CNN is leading on "McCain takes hit from bailout collapse". After 10 days of incoherence on the economic crisis, McCain probably had no alternative but to try something dramatic - his return to Washington.

But his impulsive action has brilliantly served to show up McCain's major fault. He makes "grand gestures" which are, in fact, impulsive and ill-judged. He has also been shown not to be a team player.

As Michael Tomasky said at the weekend in the Guardian in an article entitled "How McCain made a drama out of a crisis":

Behind the scenes, Obama was apparently trying to play a constructive role. The New York Times reported of the meeting that "participants said Mr Obama peppered [treasury secretary] Henry Paulson with questions, while Mr McCain said little".

By contrast, McCain has been almost entirely about the theatrics - trying to swoop into town and finagle it so he could either take credit for any deal or (more likely) grandly announce he would regretfully have to "put country first" and oppose it.

He certainly hasn't been engaged on a substantive level. He acknowledged to a Cleveland reporter on Tuesday he hadn't read Paulson's proposal, released two days earlier and running to all of three pages. Back in Washington, he clearly allied himself with the Republican intransigents.

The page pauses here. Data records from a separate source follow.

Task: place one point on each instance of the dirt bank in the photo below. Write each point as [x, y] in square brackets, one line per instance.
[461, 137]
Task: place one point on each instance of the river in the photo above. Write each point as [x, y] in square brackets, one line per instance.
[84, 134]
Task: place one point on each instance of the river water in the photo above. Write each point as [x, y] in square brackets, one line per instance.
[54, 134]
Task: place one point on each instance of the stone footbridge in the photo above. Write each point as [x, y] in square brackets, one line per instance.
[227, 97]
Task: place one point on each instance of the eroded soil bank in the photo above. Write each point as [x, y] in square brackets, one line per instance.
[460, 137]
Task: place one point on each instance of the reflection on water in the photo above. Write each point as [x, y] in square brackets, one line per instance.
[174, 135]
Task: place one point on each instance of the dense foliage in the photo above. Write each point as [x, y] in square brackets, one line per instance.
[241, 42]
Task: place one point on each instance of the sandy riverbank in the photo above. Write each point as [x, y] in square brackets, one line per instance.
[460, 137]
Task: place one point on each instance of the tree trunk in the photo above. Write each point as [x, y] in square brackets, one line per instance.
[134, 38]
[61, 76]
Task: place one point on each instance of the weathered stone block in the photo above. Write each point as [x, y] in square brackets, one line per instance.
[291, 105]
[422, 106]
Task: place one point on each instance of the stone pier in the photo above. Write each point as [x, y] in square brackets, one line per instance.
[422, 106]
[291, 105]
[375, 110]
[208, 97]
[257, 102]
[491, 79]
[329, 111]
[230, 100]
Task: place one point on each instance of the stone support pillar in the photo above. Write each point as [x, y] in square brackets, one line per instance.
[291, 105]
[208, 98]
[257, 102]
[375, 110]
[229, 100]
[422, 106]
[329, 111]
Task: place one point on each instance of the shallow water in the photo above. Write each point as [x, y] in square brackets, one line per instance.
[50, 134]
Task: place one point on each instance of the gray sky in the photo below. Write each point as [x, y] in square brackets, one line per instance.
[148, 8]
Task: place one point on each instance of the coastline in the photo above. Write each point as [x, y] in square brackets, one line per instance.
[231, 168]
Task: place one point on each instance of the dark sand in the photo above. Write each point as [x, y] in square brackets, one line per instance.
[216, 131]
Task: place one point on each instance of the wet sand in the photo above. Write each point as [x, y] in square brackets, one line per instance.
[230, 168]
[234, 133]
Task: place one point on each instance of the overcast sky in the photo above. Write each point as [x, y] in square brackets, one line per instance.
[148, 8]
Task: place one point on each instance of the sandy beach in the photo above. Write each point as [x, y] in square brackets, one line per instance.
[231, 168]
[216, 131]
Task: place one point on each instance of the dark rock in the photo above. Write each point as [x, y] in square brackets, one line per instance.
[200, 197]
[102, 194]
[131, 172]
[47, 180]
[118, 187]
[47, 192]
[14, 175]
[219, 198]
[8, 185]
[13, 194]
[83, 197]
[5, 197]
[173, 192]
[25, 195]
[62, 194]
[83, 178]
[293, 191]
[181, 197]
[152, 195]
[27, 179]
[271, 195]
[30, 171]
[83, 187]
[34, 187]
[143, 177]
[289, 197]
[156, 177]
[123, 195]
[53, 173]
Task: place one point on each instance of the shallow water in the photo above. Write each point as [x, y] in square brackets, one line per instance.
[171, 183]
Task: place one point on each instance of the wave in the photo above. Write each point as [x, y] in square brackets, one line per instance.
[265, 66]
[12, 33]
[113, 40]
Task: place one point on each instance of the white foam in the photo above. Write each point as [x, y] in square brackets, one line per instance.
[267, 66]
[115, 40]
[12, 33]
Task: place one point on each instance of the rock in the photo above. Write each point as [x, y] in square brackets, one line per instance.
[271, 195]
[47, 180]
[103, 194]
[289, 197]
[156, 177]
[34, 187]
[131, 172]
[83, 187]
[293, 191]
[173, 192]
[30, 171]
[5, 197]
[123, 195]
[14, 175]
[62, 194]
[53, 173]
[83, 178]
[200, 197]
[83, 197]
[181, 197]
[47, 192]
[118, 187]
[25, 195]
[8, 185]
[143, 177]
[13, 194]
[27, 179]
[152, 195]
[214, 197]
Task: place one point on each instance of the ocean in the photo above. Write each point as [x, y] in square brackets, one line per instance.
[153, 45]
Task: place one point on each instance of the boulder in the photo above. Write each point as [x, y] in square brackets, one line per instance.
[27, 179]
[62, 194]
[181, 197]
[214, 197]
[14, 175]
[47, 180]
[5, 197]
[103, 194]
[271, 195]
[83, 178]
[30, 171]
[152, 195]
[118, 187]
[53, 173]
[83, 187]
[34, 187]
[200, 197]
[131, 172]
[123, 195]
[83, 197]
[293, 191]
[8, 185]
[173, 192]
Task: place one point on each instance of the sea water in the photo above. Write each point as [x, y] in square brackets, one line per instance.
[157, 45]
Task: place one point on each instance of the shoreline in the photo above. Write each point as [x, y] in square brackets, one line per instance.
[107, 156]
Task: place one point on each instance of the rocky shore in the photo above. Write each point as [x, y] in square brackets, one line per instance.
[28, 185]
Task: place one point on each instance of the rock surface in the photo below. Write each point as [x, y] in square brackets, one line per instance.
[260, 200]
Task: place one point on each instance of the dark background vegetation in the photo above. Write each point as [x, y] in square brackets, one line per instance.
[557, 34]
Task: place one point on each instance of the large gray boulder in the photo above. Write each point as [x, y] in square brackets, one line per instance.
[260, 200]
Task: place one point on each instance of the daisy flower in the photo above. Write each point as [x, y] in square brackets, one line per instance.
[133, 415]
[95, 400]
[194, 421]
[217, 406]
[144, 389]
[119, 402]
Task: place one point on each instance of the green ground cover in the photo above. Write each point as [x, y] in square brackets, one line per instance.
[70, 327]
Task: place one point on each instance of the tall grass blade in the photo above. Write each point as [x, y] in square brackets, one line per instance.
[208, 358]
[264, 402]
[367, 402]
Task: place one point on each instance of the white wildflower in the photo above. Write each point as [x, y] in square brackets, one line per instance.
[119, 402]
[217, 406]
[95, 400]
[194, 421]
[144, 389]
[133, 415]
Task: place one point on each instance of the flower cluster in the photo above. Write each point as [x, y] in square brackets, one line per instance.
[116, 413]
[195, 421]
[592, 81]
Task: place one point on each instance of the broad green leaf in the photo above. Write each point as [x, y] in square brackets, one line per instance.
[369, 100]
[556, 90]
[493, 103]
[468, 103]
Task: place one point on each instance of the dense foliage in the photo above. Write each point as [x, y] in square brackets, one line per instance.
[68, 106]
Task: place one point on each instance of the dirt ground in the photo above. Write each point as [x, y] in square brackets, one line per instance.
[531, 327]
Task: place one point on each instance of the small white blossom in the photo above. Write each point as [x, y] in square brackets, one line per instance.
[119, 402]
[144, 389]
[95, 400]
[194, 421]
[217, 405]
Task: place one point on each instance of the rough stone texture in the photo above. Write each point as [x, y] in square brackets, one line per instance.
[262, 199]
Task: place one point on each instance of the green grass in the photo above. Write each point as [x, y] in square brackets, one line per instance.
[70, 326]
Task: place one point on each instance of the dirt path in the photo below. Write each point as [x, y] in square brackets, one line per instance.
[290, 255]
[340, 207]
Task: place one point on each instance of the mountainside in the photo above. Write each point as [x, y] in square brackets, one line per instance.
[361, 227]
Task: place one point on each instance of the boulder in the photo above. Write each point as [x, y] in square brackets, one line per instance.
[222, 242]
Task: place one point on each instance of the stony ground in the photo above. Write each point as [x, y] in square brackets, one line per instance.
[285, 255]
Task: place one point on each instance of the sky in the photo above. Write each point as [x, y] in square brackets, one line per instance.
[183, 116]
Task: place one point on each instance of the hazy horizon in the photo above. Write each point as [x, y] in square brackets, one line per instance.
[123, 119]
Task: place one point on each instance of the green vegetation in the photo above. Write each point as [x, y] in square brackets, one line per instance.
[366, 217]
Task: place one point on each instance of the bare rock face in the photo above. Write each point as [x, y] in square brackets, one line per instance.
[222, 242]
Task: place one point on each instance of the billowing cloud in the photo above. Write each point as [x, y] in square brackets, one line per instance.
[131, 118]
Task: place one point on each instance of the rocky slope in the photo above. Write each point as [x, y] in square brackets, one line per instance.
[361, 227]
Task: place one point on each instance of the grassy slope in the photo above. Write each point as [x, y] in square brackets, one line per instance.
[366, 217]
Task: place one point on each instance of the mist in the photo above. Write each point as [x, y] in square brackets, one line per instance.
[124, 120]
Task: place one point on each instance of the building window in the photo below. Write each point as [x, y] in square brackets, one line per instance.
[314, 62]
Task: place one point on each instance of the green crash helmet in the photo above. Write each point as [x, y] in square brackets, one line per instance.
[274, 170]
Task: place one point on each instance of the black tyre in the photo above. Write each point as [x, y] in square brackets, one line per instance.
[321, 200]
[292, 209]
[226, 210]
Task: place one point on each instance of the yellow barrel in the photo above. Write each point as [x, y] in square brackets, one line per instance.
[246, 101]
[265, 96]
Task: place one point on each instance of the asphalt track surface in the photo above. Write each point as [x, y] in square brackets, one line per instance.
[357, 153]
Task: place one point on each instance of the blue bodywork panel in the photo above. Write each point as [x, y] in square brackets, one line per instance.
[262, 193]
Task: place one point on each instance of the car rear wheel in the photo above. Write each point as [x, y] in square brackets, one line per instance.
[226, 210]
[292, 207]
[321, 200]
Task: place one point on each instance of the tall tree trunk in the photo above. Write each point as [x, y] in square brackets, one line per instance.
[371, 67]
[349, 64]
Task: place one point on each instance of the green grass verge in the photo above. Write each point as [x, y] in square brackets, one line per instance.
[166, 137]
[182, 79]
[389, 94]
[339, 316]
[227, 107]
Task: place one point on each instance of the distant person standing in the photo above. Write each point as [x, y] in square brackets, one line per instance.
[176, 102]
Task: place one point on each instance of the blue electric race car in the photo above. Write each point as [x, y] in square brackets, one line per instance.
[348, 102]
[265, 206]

...Even McCain supporters will acknowledge high finance is not his strong suit. But in this matter, which will clearly consume a great deal of the next president's time, McCain was concerned wholly with how to gain political advantage. He stood before the mirror, awaiting his close-up.

Presidential campaigns (and their coverage) can be vacuous enough that it just may work in the short term. Americans able to think longer-term saw that experience and judgment don't always walk hand-in-hand.